Fribourg, Freitagabend, Feierabend – auf der grossen SBB-Tafel am Bahnhof leuchtet verdächtig viel Schrift in Gelb. „Retard env. 15 Min.“ steht da zum Beispiel, aber das ist zum Glück nicht mein Zug. Mein Zug via Bern nach Luzern hat nur 8 Minuten Verspätung, alles easy.
Und doch habe ich das Gefühl, die letzten Tage hatte die SBB so ihre grösseren Probleme. Auf Twitter habe ich viel gelesen von blockierten Zügen, Verspätungen und dazu noch schlechter Kommunikation. Da ich am Bahnhof auf den Zug warte, Zeit und Freitagsfestlaune habe, twittere ich etwas provokativ:
Der Zug kommt, ich steige ein und finde ganz schweizerisch ein leeres Vierer-Abteil. Kaum hingesessen, geht die Fahrt auch schon los. Immerhin für geschätzte 3,5 Sekunden, bis der Zug abrupt wieder zum Stillstand kommt. Durchsage: „Geschätzte Fahrgäste, wir können zurzeit unsere Fahrt nicht fortsetzen, weil jemand die Notbremse gezogen hat.“ Mir kommt die Idee wiedermal in die Tasten zu hauen. Zur gleichen Zeit denke ich an meinen Tweet von vor 15 Minuten: Karma!

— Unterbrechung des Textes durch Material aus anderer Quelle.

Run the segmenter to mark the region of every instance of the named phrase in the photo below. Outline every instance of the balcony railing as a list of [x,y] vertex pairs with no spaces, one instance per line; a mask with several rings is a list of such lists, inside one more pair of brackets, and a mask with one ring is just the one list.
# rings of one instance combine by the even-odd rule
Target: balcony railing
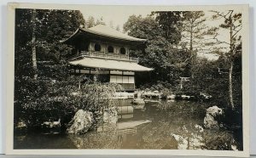
[[79,56],[73,57],[71,59],[74,59],[76,58],[80,57],[96,57],[96,58],[102,58],[102,59],[118,59],[118,60],[126,60],[126,61],[132,61],[132,62],[138,62],[137,58],[129,57],[128,55],[125,54],[104,54],[100,52],[85,52],[81,51],[81,54]]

Wieso habe ich das getan? Selber schuld! Es ist alles nur wegen diesem Tweet passiert. Twitter und ich sind schuld, wenn alle Leute in diesem Zug verdursten.
Zwei Damen ein Abteil weiter bleiben, wie die meisten Fahrgäste, entspannt. Sie diskutieren: „Das wird jetzt etwas dauern. Die Bremse muss ja wieder gelöst werden.“ „Das habe ich jetzt noch nie erlebt.“ 20 Minuten nach der Notbremse die nächste Durchsage: „Geschätzte Fahrgäste, das Problem wurde behoben und wir warten noch auf die Freigabe für die Weiterfahrt.“
Da stelle ich mir vor, was jetzt in der zuständigen SBB-Schaltzentrale abgeht: Schweissperlen auf der Stirn eines Planers, der Herr über das dichteste Eisenbahnnetz der Welt ist. Er sitzt in einer riesigen Zentrale mit vielen Blinklichtern und Computern, die den Raum erhitzen.
Die Freigabe ist da, wir fahren los und der Lokführer entschuldigt sich für die aktuell 26 Minuten Verspätung. Locker, es ist Freitagabend.
Ich habe mich ein weiteres Mal ertappt, über die SBB zu motzen und wenige Zeit später zu bemerken, dass wir in der Schweiz so verwöhnt sind.
In diesem Sinne und mit einem Augenzwinkern für mein Karma:
Danke an alle fleissigen Helfer rund um die SBB, die dafür sorgen, dass ich fast immer pünktlich und komfortabel mit dem Zug unterwegs bin.